Dia melanjutkan. “Asal kakak tau,
dia itu abangnya Hercules, yang megang tanah abang, tuh. Jadi, jangan harap
orang-orang bisa kabur dan main curang sama dia. Karena pasti dia kejar ke mana
aja mereka pergi sampai ketemu. Dasarnya dia orangnya baik, kak. Apalagi sama
saya, soalnya saya nggak pernah macem-macem sama dia.”
Terus terang Angga dan Septi agak
salut sekaligus bergidik mendengar ceritanya. Begitu keras hidup bocah ini,
persis seperti yang sering mereka lihat di film. Khusus Angga, dia agak
tersentil dengan antusiasme Miki untuk berdagang, yang menurutnya menyenangkan.
Belakangan ini, Angga didesak keluarganya untuk segera berdagang, tidak lagi
bekerja sebagai karyawan. Kemandirian Miki di usianya yang masih sangatlah muda
membuat Angga sedikit iri sekaligus malu.
“Saya sih, biasa ngobrol-ngobrol
sama mahasiswa kayak gini. Tapi kakak juga mesti hati-hati, yang suka jualan
tisu kayak gini kadang suka iseng nyolong handphone mahasiswa. Teman saya
pernah kayak gitu, terus ketahuan sama Tulang, eh digampar deh. Pokoknya,
Tulang paling nggak suka kalau ada anak buahnya yang nyuri, yang tangannya
iseng.
“Itu juga yang bikin saya kesel, kan
kasian mahasiswanya kalau gitu. Apalagi takutnya mahasiswa jadi nggak baik lagi
sama kita. Meskipun jujur, sih, saya juga pernah nyolong hape mahasiswa. Cuma
takut ketahuan sama Tulang, akhirnya besoknya saya balikin hape nya ke
mahasiswa itu. Saya minta maaf sama dia, dan akhirnya dia maafin dan malah
ngasih duit ke saya. Hehehe..” ujar Miki polos.
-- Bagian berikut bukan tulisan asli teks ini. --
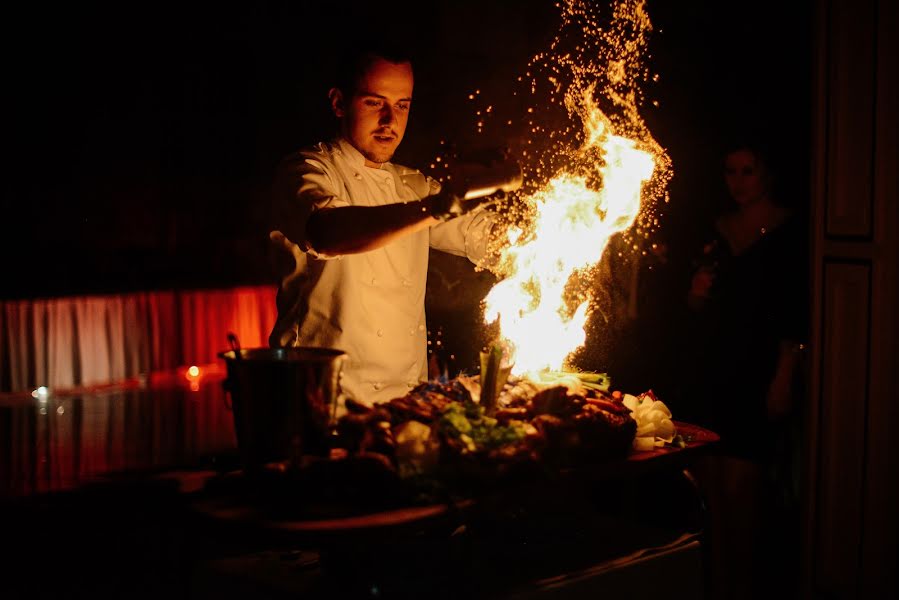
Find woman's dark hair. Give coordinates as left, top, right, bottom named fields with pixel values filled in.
left=334, top=40, right=412, bottom=97
left=719, top=133, right=789, bottom=204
Saat Angga dan Septi hendak
menyelesaikan makanannya, tiba-tiba kedua teman Miki, yang sama-sama bocah dan
penjual tisu datang menghampiri meja mereka. Ada ribut-ribut dan celaan kecil
khas anak-anak antara mereka berdua, yang membuat Angga berpikir, “Ah, betapa
tidak beruntungnya mereka. Di saat waktunya anak seumuran mereka sedang enak
tidur siang, mereka malah sedang sibuknya menjaja dagangan mereka di luar.”
Ribut-ribut kecil itu ternyata
berujung pada suatu fakta yang mengejutkan, saat salah satu bocah teman Miki
mengungkapkan sesuatu yang menohok hati. “Nih, kak, si Miki payah. Duit hasil
dagangnya malah dia bisin untuk biaya ngeluarin bapaknya dari penjara.”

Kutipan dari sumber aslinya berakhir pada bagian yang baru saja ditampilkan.